Lazy global pyimports

In my packages, I’d like to import Python packages (currently with PyCall, but happy to switch if theres a PythonCall solution) as global variables and use these in my functions, but for performance reasons, I want to delay loading the Python package and even loading PyCall until these are actually used. Basically something like:

module Foo

__init__() = global np = lazy_pyimport("numpy")

function foo()
    np.random.default_rng().standard_normal(1)
end

# neither PyCall nor numpy should be loaded until foo() is called

end

Its possible to hack together something which works on simple cases using various @evals and Base.invokelatests (see here) but my solution is hacky and brittle, e.g. it doesn’t work on the above case where there’s multiple getpropertys and function calls involved. The fundamental problem is world-age, since it requires an @eval using PyCall.

This seems hard to do, nevertheless I feel like there’s a smarter solution than what I have. Does anyone have any ideas or does anything exist like this? Thanks.

With either package already loaded it is pretty straightforward to initialize python objects lazily.

To load the package itself lazily, you could see what Plots or MLJ do, they both load dependent packages on the fly.

1 Like

Thanks for the suggestion, I looked at Plots and in the context of my example above I think what Plots is basically doing is:

module Foo

using Requires

function init_numpy() # this is like backend(:pyplot)
    @eval using PyCall
    Base.invokelatest() do
        global np = pyimport(:numpy)
    end
end

foo() = Base.invokelatest(_foo) # this is like plot(...)

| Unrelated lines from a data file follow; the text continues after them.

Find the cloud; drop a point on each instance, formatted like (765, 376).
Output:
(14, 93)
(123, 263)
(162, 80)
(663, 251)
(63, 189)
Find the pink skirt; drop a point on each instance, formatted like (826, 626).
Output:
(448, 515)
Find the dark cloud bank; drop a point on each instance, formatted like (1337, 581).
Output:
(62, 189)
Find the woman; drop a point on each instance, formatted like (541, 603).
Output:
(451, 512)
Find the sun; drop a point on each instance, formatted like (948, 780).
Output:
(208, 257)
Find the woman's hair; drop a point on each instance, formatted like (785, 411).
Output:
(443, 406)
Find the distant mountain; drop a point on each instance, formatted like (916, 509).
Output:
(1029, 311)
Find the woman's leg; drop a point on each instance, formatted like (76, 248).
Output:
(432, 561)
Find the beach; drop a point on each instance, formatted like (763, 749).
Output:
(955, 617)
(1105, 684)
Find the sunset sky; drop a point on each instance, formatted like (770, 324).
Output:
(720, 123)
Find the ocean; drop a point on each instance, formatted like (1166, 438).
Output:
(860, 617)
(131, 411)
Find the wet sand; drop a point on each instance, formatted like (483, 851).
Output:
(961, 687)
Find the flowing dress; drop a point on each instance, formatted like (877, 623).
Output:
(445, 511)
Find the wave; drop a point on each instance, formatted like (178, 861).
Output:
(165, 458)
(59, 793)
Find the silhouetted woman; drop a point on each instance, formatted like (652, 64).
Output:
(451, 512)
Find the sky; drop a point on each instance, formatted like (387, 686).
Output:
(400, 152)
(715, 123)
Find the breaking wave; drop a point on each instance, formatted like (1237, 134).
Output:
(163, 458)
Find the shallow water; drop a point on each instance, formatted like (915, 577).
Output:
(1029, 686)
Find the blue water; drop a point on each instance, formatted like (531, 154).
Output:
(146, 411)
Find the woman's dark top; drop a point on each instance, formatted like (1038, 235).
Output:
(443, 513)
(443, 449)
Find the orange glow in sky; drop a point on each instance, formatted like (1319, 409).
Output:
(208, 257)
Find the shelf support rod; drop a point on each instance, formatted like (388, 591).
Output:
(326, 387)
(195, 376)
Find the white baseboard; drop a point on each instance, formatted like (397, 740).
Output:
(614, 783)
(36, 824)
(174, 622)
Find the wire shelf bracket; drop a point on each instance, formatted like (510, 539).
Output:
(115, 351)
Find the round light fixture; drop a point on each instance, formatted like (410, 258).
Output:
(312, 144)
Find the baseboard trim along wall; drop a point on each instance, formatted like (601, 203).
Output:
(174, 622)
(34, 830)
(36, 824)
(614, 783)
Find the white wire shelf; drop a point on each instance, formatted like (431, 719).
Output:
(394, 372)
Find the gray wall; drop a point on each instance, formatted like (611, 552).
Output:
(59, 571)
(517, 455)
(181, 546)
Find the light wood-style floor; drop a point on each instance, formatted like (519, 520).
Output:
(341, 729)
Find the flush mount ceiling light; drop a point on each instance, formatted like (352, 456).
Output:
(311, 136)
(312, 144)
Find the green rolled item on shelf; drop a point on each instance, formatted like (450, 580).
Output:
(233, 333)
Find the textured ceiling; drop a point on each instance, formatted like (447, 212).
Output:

@init @require PyCall="438e738f-606a-5dbb-bf0a-cddfbfd45ab0" function _foo()
    np.random.default_rng().standard_normal(1)
end

end

although perhaps a Plots.jl expert can confirm since it was a little tough to follow.

I think this works well for Plots because it has a natural “single” entrypoint plot which can be invokelatest’ed, but in my case I don’t have this, and as you can see its much wordier (plus requires a manual call to init_numpy()). So I’m still curious if there’s a better more clever solution.

1 Like

Why do you want to delay importing PyCall? Do you expect that many sessions will never need it?

Yea, particularly in large distributed jobs with 100s of workers, none of which need PyCall, just the master process, and where I find that often dlopening Python libraries seems to screw up various Julia libraries (although I admitedly dont have a MWE for this, just something I’ve tended to run into over time).

What if you just require the user to call some initialization method from top-level if they want to use np stuff? And that function can do the eval and pyimporting. Then you shouldn’t need any invokelatests outside of calls in that function.

Do I take it that you have a package that you’re using on all nodes? You could split the package in two, a master package and a worker package, and only the master package uses PyCall.

1 Like